Fortunately, OpenShift has built-in tools for doing just this. With only a small amount of work you can ensure that you’re receiving the proper alerts and warnings so that you can, hopefully, avoid any sticky situations. This week we are joined by Brian Gottfried, from Red Hat Consulting, to focus on Alertmanager, how to configure it and how to customize the settings to avoid both too many alerts and not enough.
As always, please see the list below for additional links to specific topics, questions, and supporting materials for the episode!
If you’re interested in more streaming content, please subscribe to the OpenShift.tv streaming calendar to see the upcoming episode topics and to receive any schedule changes. If you have questions or topic suggestions for the Ask an OpenShift Admin Office Hour, please contact us via Discord, Twitter, or come join us live, Wednesdays at 11am EDT / 1500 UTC, on YouTube and Twitch.
Episode 31 recorded stream:
Use this link to jump directly to where we start talking about today’s topic.
Supporting links for today:
- A question from Twitter about disconnected installs and using an ImageContentSourcePolicy (ICSP). While the ICSP is necessary to map image locations from their original, connected, locations to the new disconnected, there are some things on the roadmap to make disconnected a better overall experience. We also talked about disconnected installs in episode 13 if you want more information.

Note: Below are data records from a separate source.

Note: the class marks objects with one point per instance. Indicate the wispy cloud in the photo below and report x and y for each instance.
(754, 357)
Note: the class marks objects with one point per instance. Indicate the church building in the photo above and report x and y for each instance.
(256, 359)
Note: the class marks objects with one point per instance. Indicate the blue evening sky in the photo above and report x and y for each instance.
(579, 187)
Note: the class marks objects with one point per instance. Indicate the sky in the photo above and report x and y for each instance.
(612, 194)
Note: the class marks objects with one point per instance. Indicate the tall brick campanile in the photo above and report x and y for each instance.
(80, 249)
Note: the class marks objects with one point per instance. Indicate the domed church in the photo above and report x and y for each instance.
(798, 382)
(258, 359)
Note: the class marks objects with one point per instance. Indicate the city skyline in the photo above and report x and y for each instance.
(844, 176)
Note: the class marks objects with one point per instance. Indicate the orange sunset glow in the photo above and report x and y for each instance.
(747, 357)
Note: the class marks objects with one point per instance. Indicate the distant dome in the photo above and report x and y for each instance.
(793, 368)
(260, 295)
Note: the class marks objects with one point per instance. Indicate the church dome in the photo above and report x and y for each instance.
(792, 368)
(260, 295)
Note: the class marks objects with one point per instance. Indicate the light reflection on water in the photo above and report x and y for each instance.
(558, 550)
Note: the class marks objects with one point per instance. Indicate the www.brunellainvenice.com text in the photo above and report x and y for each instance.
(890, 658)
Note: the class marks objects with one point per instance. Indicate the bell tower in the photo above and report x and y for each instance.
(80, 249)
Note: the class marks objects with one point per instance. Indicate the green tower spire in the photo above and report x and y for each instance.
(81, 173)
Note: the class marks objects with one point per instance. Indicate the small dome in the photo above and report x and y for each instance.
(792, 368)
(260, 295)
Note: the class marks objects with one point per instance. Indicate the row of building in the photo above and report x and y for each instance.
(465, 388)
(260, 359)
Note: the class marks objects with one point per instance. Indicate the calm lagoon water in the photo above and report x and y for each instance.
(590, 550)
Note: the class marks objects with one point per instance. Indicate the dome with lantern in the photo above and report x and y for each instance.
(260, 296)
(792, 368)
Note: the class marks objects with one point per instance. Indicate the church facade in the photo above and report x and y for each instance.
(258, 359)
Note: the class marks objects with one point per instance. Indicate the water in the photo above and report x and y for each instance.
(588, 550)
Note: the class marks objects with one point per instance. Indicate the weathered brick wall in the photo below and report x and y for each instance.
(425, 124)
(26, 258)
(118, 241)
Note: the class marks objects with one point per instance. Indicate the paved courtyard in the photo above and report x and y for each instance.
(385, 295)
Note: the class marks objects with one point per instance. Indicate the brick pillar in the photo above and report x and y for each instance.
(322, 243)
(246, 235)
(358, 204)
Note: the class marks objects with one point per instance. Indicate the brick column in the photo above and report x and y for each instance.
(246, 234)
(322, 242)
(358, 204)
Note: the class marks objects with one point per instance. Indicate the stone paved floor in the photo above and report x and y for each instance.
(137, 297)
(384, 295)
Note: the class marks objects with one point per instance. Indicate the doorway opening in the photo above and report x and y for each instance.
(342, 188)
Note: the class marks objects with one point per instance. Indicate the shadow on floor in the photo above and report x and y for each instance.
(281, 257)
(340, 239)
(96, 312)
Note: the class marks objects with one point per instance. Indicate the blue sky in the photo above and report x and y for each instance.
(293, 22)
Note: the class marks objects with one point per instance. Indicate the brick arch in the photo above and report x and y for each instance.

- Another Twitter inspired topic this week: load balancers for OpenShift. There’s a number of options available for load balancing OpenShift API and Ingress traffic, the best one is the one that works for you!
Questions answered during the stream:
- Can the timezone be set for the cluster? Unfortunately not, but you can track the RFE here.
- What is the architecture and components of the OpenShift Monitoring service? The architecture diagram used can be found in the docs here. There are multiple components, including Prometheus for data export and collection, Thanos for aggregation and reduction, and when using Advanced Cluster Manager, Observatorium for historical views.
- Alert fatigue is real and you should be careful of it when configuring your system!
- How do I enable user workload monitoring? It’s done by adding a ConfigMap to the openshift-monitoring namespace, see the docs here.
- What role does Thanos play? It’s important for aggregating metrics across multiple Prometheus instances, for example when user workload monitoring is enabled in the cluster.
- What persistent storage should I use for long term data retention? Brian answers this during the stream, the docs explain how to configure persistent storage.
- Is user workload monitoring with Istio and mTLS going to be supported? This is most likely because you cannot modify alerts and monitoring in the system namespaces.
- Is there a way to get individual container metrics from a Pod with multiple containers? You would need to configure each container to expose a different metrics endpoint, then configure ServiceMonitors for each of them.
- How do I configure AlertManager to send to Mattermost? You’ll need to use a webhook via a community plugin for AlertManager or create your own.
- Is it possible to configure per-namespace alert addresses? Yes, this should be possible using labels. There’s an example here.